Mac Gardner, founder and CEO at FinLit Tech, says that if you have debt, communication with your creditors is key. “If you see tough financial times ahead and you have a loan or financial obligation, be proactive and reach out to that institution. They will be more receptive to customers that reach out to explain their situation and look for ways to service the debt obligation.”

He also adds that It’s important during hard times to keep cash flow going, as many banks won’t lend to those without liquidity — even in case of an emergency.

“In today’s gig economy you can generate cash flow through ride sharing platforms like Uber or Uber eats. If you’re a collector, it may be wise to value your collection and utilize tools like eBay or other platforms to create liquidity,” Gardner says.

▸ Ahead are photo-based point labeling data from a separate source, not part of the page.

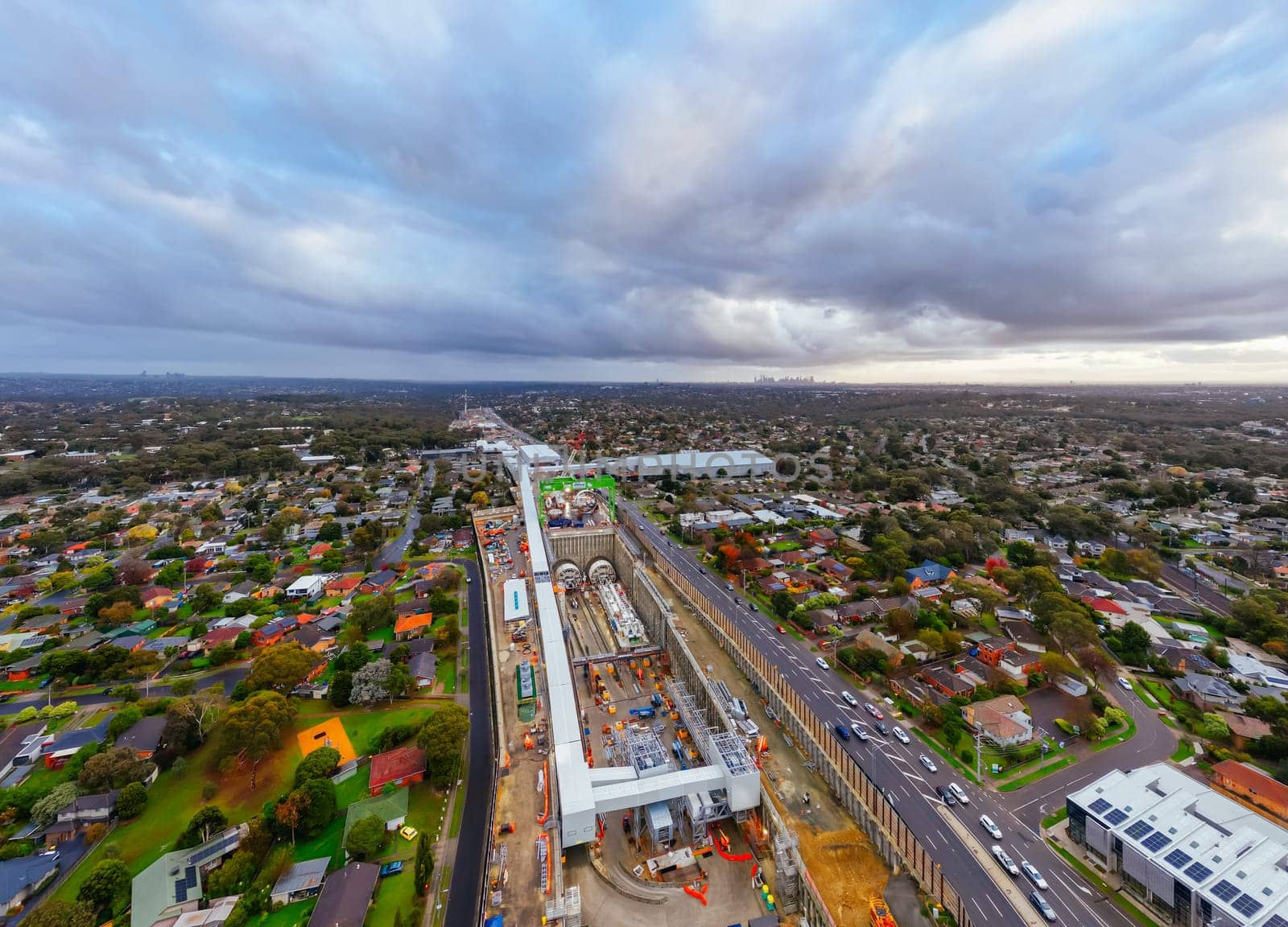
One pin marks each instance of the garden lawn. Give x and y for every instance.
(397, 892)
(173, 800)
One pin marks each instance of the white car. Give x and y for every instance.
(993, 830)
(1034, 875)
(1005, 859)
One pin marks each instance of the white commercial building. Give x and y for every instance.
(517, 600)
(1188, 851)
(695, 464)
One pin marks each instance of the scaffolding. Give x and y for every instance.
(566, 908)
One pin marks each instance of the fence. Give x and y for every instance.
(853, 787)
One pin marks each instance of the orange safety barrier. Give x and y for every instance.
(545, 779)
(700, 895)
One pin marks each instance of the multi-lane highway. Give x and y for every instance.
(897, 770)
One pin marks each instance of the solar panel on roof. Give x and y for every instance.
(1156, 841)
(1198, 872)
(1225, 890)
(1139, 830)
(1247, 905)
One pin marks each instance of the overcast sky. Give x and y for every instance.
(435, 190)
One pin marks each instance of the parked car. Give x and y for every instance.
(1034, 875)
(1005, 859)
(1041, 904)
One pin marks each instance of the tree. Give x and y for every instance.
(126, 716)
(1212, 727)
(105, 885)
(424, 866)
(289, 811)
(366, 838)
(341, 689)
(782, 604)
(200, 711)
(371, 615)
(58, 913)
(205, 598)
(45, 810)
(1096, 663)
(281, 669)
(116, 768)
(132, 801)
(320, 764)
(1073, 631)
(254, 729)
(442, 740)
(317, 805)
(209, 821)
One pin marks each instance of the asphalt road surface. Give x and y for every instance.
(897, 770)
(469, 867)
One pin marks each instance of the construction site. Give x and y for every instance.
(642, 779)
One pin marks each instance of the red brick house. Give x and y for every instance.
(401, 766)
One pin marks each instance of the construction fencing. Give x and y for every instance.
(852, 785)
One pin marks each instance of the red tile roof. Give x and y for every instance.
(397, 764)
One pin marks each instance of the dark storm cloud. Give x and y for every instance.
(779, 184)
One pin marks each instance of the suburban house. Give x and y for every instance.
(412, 624)
(275, 631)
(931, 573)
(58, 752)
(25, 876)
(80, 813)
(303, 880)
(401, 766)
(1002, 720)
(145, 735)
(347, 896)
(424, 669)
(378, 583)
(19, 744)
(174, 882)
(1208, 693)
(307, 587)
(156, 596)
(1253, 785)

  • The two surveys referenced above were commissioned by Bankrate.com. Here’s how we got the results:

    • Bankrate’s 2023 annual emergency savings report. This study was conducted for Bankrate by SSRS on its Opinion Panel Omnibus platform. The SSRS Opinion Panel Omnibus is a national, twice-per-month, probability-based survey. Interviews were conducted from December 16-19, 2022 among a sample of 1,028 respondents in English (1,003) and Spanish (25). The survey was conducted via web (998) and telephone (30). The margin of error for total respondents is +/-3.5 percentage points at the 95% confidence level. All SSRS Omnibus data are weighted to represent the target population.
    • Survey: Majority of Americans delaying financial milestones, opting out of activities or events because of the state of the economy. Bankrate.com commissioned YouGov Plc to conduct the survey. All figures, unless otherwise stated, are from YouGov Plc. The total sample size was 2,442 adults. Fieldwork was undertaken between October 19-21, 2022. The survey was carried out online and meets rigorous quality standards. It employed a nonprobability-based sample using quotas upfront during collection and then a weighting scheme on the back end designed and proven to provide nationally representative results.